Charlotte Brenninkmeijer says the transition is a sign of how the family company continues “to adapt and respond to the challenges that the world is facing”. The new strategy has excited younger family members and encouraged them to think “they will have different opportunities [in the business]”.
These are important lessons for other family businesses. FBN’s du Roy de Blicquy says that over the past decade there has been an increasing recognition that “nextgens”, as the network calls them, need to be more closely involved in shaping strategy.
Lowering the veil
Younger members of family businesses are also encouraging their seniors to abandon traditional attachments to secrecy about their wealth and operations.
Nextgens “have a different relationship with privacy”, du Roy de Blicquy says. They believe “if you want to make a difference, you have to become more vocal”. He considers openness is not only demanded by the younger generation of family owners; it is vital to maintain their commitment to the long-term future of the companies founded by their more conservative ancestors.
Like many business families, the Brenninkmeijers have traditionally eschewed the limelight. “They don’t want to be on ‘lists’,” says boardroom adviser Waterous “They just want to do the right thing, be good business people with a capital G. So they just get on with it.”
But Kustin, of Saïd Business School, says any business that presents itself as a “force for good” can expect to attract scrutiny and have its claims put to the test. She points to the case of Purdue Pharma, the pharmaceutical company controlled by certain members of the philanthropic Sackler family criticised for its part in the US opioid painkiller crisis. It showed how “the right to that privacy when it comes to business affairs is only as valid as the demonstrable good that comes from it”.
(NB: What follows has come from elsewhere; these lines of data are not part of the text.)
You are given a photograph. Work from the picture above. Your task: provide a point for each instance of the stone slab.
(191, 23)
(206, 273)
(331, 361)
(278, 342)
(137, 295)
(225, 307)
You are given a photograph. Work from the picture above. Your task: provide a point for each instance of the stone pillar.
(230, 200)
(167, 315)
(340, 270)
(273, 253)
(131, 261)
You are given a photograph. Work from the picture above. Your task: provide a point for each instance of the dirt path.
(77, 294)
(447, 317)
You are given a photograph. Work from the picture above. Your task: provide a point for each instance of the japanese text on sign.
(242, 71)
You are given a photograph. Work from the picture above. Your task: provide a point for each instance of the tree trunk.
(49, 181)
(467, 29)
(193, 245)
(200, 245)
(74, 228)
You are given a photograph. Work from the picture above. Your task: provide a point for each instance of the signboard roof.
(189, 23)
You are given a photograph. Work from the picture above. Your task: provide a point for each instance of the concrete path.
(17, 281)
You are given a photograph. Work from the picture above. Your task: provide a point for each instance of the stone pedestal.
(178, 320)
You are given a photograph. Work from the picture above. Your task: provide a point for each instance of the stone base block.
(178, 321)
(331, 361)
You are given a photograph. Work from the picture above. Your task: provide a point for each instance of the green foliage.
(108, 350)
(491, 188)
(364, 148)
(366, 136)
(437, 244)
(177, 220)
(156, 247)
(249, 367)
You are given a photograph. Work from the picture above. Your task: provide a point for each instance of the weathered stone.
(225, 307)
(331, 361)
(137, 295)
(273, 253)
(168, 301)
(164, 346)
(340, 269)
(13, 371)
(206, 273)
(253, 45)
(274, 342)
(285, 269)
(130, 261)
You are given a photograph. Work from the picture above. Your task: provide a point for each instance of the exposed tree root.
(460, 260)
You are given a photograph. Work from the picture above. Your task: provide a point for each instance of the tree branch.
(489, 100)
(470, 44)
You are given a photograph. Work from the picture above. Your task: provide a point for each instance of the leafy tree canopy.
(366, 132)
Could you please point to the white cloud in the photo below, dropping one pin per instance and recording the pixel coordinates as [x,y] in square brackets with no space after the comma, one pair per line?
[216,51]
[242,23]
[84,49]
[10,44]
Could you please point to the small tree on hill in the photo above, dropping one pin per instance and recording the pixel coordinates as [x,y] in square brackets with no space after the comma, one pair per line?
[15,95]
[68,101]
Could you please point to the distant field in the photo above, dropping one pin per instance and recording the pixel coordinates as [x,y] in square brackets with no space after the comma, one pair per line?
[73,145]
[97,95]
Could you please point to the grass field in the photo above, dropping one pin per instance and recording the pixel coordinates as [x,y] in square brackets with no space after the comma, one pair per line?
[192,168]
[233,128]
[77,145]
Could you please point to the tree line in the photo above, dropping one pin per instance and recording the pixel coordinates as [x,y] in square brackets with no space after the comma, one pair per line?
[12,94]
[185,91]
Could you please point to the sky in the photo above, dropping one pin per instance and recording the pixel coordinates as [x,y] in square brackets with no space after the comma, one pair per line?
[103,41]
Even Cofra, where a moral uprightness rooted in the Brenninkmeijers’ deep Catholic faith runs through their business, investment and philanthropy, is not completely beyond reproach. In a study funded by the family, historian Mark Spoerer uncovered evidence that the German arm of C&A had profited from Nazi “Aryanisation” measures that involved the seizure of business and property from Jewish owners. Spoerer says the revelations shocked the family, who “had this self-picture of being charitable and helpful to other people with a strong ethical commitment”.
In a “toolkit” for responsible family business prepared by the Ownership Project, Kustin urges companies to codify “immaterial and ambiguous” notions of good, such as family values and traditions, into binding commitments around corporate governance, shareholder agreements and trust configurations.
She also advises responsible family businesses to publish their corporate tax rate. It is an ambitious goal, given many family owners’ reluctance to discuss the sources of their wealth and the taxation of it.
Cofra is no exception; it is headquartered in Zug, a famously low-tax Swiss canton that is home to large numbers of brass-nameplate companies. Though Cofra points out it has a fully-staffed office there, it is nevertheless reluctant to reveal even the most high-level detail about its revenues, which specialist publisher Family Capital estimates at about $4bn.
Beerkens appears to consider the involvement of outside capital and management, along with greater transparency, as lesser risks than developing an insular, defensive mentality.
Asked to list the greatest threats to Cofra flourishing, he cites a potential breakdown in the spirit of Unitas that binds the family and the danger it will become inward-looking. “Sometimes, if you are with a small group, you can get groupthink,” he says.